Usa contro Cina: Nessun privilegio speciale, nessun export di tecnologia

Azzerato lo status speciale di Hong Kong nelle relazioni commerciali con gli Usa. Lo ha annunciato il presidente in risposta alla stretta di Pechino.

Azzerato lo status speciale di Hong Kong nelle relazioni commerciali con gli Usa. Lo ha annunciato il presidente in risposta alla stretta di Pechino. Trump dichiara di aver firmato un ordine esecutivo in cui “Hong Kong sarà equiparata alla Cina”. Non solo, continua il presidente americano: “Nessun privilegio speciale, nessun trattamento economico speciale, nessun export di tecnologia”.
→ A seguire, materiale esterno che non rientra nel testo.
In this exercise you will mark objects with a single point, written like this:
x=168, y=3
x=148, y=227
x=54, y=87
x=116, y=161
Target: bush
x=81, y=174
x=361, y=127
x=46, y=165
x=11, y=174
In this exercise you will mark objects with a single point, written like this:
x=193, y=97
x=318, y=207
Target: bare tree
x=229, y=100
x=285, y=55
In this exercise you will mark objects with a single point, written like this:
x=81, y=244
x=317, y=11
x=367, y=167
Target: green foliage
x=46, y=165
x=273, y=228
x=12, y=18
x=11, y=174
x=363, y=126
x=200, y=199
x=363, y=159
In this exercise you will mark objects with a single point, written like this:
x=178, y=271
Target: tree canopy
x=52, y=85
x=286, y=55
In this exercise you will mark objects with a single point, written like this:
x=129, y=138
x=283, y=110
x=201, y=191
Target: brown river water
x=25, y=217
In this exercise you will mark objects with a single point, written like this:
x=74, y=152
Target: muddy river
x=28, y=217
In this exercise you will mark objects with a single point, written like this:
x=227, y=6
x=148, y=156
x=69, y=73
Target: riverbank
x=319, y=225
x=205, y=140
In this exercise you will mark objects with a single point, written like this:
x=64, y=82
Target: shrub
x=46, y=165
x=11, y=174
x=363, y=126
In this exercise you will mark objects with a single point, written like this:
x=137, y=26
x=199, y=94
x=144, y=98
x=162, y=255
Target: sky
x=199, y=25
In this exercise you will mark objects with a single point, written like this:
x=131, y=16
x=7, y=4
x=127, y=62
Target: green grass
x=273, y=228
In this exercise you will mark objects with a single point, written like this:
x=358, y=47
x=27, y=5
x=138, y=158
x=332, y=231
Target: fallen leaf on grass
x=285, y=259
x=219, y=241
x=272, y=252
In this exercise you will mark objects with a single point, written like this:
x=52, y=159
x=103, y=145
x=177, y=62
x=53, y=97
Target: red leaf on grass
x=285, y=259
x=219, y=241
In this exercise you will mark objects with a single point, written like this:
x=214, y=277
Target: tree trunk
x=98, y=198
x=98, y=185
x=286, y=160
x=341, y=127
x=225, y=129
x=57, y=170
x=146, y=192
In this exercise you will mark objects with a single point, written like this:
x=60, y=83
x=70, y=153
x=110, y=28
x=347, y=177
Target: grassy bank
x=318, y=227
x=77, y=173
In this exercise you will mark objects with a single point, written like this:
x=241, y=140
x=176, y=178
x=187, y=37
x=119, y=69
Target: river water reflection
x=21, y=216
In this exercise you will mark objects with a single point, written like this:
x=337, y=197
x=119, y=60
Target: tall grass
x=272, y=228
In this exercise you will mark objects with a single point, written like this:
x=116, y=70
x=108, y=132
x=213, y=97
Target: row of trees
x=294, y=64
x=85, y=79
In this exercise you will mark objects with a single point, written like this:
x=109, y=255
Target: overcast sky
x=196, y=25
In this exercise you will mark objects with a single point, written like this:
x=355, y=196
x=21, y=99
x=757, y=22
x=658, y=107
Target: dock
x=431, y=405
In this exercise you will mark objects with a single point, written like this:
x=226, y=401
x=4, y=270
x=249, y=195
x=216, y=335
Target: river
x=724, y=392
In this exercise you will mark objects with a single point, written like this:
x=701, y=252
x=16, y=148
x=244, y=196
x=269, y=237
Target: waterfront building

Poi la stoccata sul Covid: “La pandemia da coronavirus è “una maledizione arrivata dalla Cina”. Pechino ha “la piena responsabilità” per la diffusione del virus afferma Trump.

L’ira di Trump nasce dall’opposizione di Pechino alle ultime azioni americane che violano “gravemente il diritto internazionale e le norme di base delle relazioni internazionali”, ed esorta Washington a smettere di interferire nei suoi affari interni. Inoltre la Cina ribadisce “l’incrollabile determinazione e la volontà di salvaguardare la sovranità nazionale”, assicurando che i tentativi della parte americana di ostacolare l’attuazione della legge sulla sicurezza nazionale di Hong Kong “non avranno mai successo”. Pertanto, “esortiamo gli Usa a correggere i propri errori” astenendosi dalle interferenze “in questioni puramente interne”, conclude la nota firmata dalla Cina.